Grant Roman mythographer C2nd A.
Hymns to Ares[ edit ] Homeric Hymn 8 to Ares trans. Evelyn-White Greek epic 7th to 4th centuries BC "Ares, exceeding in strength, chariot-rider, golden-helmed, doughty in heart, shield-bearer, Saviour of cities, harnessed in bronze, strong of arm, unwearying, mighty with the spear, O defence of Olympus, father of warlike Victory, ally of Themis, stern governor of the rebellious, leader of righteous men, sceptred King of manliness, who whirl your fiery sphere among the planets in their sevenfold courses through the aether wherein your blazing steeds ever bear you above the third firmament of heaven; hear me, helper of men, giver of dauntless youth!
Shed down a kindly ray from above upon my life, and strength of war, that I may be able to drive away bitter cowardice from my head and crush down the The greek god zeus impulses of my soul. Restrain also the keen fury of my heart which provokes me to tread the ways of blood-curdling strife.
Rather, O blessed one, give you me boldness to abide within the harmless laws of peace, avoiding strife and hatred and the violent fiends of death. Magnanimous, unconquered, boisterous Ares, in darts rejoicing, and in bloody wars; fierce and untamed, whose mighty power can make the strongest walls from their foundations shake: Thee human blood, and swords, and spears delight, and the dire ruin of mad savage fight.
Stay furious contests, and avenging strife, whose works with woe embitter human life; to lovely Kyrpis [Aphrodite] and to Lyaios [Dionysos] yield, for arms exchange the labours of the field; encourage peace, to gentle works inclined, and give abundance, with benignant mind.
He reported the incident to Hephaestus. Contriving to catch the illicit couple in the act, Hephaestus fashioned a finely-knitted and nearly invisible net with which to snare them. At the appropriate time, this net was sprung, and trapped Ares and Aphrodite locked in very private embrace.
For the sake of modesty, the goddesses demurred, but the male gods went to witness the sight. Some commented on the beauty of Aphrodite, others remarked that they would eagerly trade places with Ares, but all who were present mocked the two.
Once the couple was released, the embarrassed Ares returned to his homeland, Thrace, and Aphrodite went to Paphos.

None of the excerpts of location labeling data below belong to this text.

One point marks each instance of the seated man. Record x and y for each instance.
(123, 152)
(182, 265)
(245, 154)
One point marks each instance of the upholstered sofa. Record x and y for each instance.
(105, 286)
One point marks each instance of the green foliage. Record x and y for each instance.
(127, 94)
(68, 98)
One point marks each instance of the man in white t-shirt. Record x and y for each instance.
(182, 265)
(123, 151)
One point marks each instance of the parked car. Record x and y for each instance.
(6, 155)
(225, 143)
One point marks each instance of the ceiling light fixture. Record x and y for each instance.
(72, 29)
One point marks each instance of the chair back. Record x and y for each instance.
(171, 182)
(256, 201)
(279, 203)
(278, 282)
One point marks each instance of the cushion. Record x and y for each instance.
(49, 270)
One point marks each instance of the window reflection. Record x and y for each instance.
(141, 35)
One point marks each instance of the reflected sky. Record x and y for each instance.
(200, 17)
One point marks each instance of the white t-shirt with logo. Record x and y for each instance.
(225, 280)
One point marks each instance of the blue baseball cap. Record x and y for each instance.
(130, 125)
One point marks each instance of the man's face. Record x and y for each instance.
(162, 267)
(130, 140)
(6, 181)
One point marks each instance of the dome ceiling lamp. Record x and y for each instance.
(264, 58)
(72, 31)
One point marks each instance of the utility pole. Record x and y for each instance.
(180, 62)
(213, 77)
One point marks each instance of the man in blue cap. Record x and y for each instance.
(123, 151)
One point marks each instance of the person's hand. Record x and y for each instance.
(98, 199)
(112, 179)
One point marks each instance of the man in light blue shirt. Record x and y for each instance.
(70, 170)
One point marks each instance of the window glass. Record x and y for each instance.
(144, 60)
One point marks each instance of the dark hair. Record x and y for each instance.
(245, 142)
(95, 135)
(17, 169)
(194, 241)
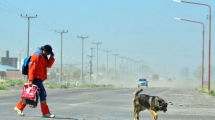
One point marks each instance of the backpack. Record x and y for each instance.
(26, 64)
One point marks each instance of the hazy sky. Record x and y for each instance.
(138, 29)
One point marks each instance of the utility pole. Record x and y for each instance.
(97, 57)
(91, 63)
(126, 67)
(28, 17)
(107, 62)
(82, 55)
(61, 33)
(115, 66)
(122, 63)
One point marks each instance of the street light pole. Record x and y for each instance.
(61, 33)
(97, 57)
(107, 51)
(122, 64)
(28, 17)
(115, 66)
(209, 56)
(82, 55)
(202, 45)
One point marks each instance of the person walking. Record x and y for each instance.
(37, 73)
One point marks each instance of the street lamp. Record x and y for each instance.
(82, 38)
(115, 66)
(202, 45)
(61, 33)
(209, 59)
(107, 51)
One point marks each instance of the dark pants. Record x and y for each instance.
(42, 93)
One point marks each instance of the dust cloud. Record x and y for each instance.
(132, 82)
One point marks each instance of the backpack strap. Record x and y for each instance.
(38, 54)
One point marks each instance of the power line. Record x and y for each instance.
(14, 7)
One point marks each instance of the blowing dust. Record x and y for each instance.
(132, 82)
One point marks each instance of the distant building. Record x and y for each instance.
(9, 61)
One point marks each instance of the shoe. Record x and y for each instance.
(49, 115)
(19, 112)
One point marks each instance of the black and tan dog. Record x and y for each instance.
(152, 103)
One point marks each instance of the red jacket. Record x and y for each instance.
(38, 67)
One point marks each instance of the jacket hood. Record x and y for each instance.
(38, 50)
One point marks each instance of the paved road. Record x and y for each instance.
(103, 103)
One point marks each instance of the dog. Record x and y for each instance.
(152, 103)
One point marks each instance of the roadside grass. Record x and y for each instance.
(6, 84)
(54, 85)
(205, 90)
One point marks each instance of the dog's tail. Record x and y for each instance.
(136, 92)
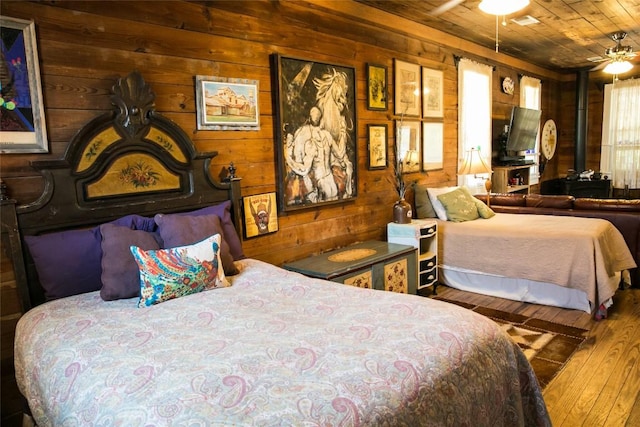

The furious Ares turned the sleepy Alectryon into a rooster which now always announces the arrival of the sun in the morning.
Ares and the giants[ edit ] In one archaic myth, related only in the Iliad by the goddess Dione to her daughter Aphrodite, two chthonic giants, the Aloadaenamed Otus and Ephialtes, threw Ares into chains and put him in a bronze urn, where he remained for thirteen months, a lunar year.
Iliad[ edit ] In the Iliad Homer represented Ares as having no fixed allegiances, rewarding courage on both sides: Diomedes called for his soldiers to fall back slowly V. Hera and Athena encouraged Diomedes to attack Ares V. Ares fled to Mt.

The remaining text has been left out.